Mumbai/New Delhi, Jun 24: After posting a loss of Rs 298 crore in the last quarter, Jet Airways has sought government clearance to scale down its flights to the northeastern region by about half to stem the losses.
The airline, which currently operates around 38 daily services in several northeastern destinations, has written to the civil aviation ministry to allow it bring these operations down by nearly 50 per cent, sources said, adding there has been no response from the ministry on the matter as yet.
Operations in the northeast are guided by the government's Route Dispersal Guidelines (RDG) which entails that all Indian carriers fly to the northeast and other remote parts of the country, more so as a social obligation.
Recently, a panel headed by Air India CMD Rohit Nandan, reviewed and recommended the revision of RDG. The panel made it mandatory for the airlines to deploy a certain minimum percentage of their passenger carrying capacity or available seat per kilometre deployed on major trunk routes onto smaller cities and towns.
Justifying its move to approach the ministry, a top Jet officer said that the northeastern region had "a huge over-capacity and any reduction in the services there would not have any bearing on the connectivity.

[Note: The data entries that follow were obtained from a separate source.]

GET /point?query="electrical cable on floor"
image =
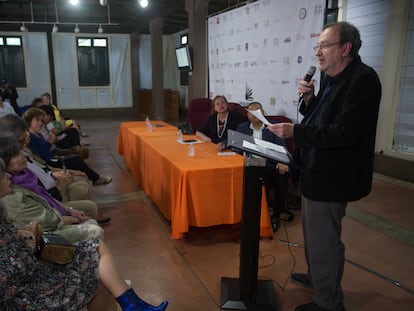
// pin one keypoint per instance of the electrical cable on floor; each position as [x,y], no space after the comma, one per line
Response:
[290,244]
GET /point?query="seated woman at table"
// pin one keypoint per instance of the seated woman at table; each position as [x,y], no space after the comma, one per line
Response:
[34,119]
[30,284]
[217,124]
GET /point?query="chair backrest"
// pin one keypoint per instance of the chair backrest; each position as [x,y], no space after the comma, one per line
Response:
[289,141]
[198,111]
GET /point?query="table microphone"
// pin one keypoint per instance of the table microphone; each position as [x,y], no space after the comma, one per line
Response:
[307,78]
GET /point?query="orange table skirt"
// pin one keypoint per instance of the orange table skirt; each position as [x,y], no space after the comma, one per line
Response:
[201,191]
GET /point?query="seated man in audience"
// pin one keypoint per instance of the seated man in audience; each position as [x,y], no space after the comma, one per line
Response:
[276,175]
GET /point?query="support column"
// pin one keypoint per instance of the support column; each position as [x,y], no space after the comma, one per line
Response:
[155,26]
[197,37]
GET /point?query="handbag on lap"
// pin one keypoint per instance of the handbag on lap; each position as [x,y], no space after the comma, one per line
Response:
[54,248]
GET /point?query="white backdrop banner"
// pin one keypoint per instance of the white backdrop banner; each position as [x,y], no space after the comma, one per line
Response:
[259,52]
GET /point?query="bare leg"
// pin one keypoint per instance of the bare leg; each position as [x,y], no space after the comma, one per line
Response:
[109,274]
[102,300]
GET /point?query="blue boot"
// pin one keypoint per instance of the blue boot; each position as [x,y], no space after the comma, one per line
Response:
[129,301]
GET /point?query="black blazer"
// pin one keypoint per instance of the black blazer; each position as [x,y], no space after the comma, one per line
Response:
[210,127]
[335,148]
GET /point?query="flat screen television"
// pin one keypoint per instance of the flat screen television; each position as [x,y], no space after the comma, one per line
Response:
[183,58]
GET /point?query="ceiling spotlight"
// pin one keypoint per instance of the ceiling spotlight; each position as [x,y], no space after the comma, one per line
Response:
[143,3]
[23,28]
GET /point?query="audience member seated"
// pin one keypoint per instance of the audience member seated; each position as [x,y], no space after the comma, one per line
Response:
[29,200]
[63,186]
[9,94]
[26,279]
[34,119]
[65,123]
[215,128]
[23,176]
[276,174]
[68,138]
[5,107]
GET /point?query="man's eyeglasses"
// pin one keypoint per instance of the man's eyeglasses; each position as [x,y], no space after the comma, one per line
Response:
[325,46]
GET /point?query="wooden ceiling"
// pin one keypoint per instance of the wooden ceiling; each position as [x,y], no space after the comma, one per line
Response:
[121,16]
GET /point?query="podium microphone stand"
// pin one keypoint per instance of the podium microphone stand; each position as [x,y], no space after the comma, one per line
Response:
[247,292]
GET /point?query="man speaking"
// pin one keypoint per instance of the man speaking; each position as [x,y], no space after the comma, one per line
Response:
[335,150]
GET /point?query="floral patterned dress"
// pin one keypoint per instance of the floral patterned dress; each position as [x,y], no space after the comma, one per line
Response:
[29,284]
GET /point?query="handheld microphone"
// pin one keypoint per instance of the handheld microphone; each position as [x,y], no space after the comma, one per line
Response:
[308,77]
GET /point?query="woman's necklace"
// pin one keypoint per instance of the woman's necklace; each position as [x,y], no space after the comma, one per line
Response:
[221,128]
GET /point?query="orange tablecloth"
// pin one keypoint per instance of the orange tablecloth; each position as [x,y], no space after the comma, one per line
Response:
[204,190]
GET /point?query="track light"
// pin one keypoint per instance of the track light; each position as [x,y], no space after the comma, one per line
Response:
[143,3]
[23,28]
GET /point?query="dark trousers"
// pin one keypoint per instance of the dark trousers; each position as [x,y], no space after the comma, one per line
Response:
[74,162]
[324,250]
[72,139]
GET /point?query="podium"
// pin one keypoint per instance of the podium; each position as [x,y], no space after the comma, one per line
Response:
[247,292]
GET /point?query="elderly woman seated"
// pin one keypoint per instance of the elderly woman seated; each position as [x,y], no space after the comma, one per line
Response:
[23,205]
[28,283]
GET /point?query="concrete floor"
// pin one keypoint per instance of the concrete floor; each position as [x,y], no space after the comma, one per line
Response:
[378,232]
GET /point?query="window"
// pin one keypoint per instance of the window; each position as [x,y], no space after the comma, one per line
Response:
[12,60]
[93,61]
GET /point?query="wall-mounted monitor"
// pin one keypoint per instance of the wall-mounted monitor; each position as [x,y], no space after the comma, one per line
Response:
[183,58]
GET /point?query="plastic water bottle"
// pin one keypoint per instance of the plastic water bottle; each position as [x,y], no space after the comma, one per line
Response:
[191,150]
[148,124]
[179,135]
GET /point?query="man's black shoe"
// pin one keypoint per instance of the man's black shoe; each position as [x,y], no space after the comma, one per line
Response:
[103,221]
[311,306]
[275,223]
[301,279]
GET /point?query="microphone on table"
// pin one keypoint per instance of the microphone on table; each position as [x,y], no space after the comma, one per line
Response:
[307,78]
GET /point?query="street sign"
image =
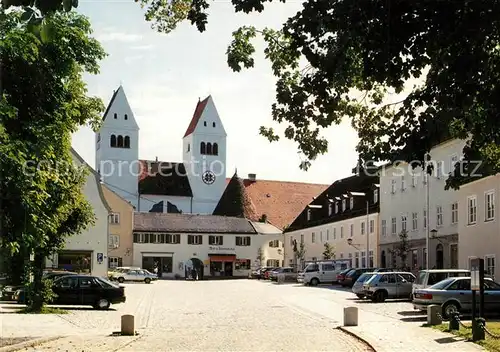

"When the guidelines were first formulated in 1994, there were only 28 flights a week flying in the Northeast. Today there are 378 flights a week, which represents over 100 per cent increase in the number of flights. So, there is a huge over-capacity on these routes."
"What Jet has asked for from the government constitutes hardly a fraction of this capacity," he said, adding that "at a time when all airlines are bleeding due to flying on sectors which have less than 40 per cent load factor, it is devoid of economic rationale to operate there".
"We waste precious commodities such as fuel and foreign exchange for aircraft, engine parts etc by flying on such sectors," the Jet officer said.
The Naresh Goyal-owned carrier has already decided to withdraw its flights to South Africa and New York (JFK), besides some short-haul flights to the Gulf as part of its consolidation plans since it reported Rs 298 crore loss in the quarter ending March 2012.
Cash-strapped Kingfisher Airlines and Air India have also curtailed flights, with the former now operating only 16 aircraft in place of 64 it originally had. The national carrier is also operating 38 out of 45 of its international long-haul services due to the ongoing pilots' strike.
At the time of internal unrest in Egypt, Libya and Syria and also after the tsunami in Japan, it was only Air India which had come to the rescue of the government in evacuating the stranded citizens.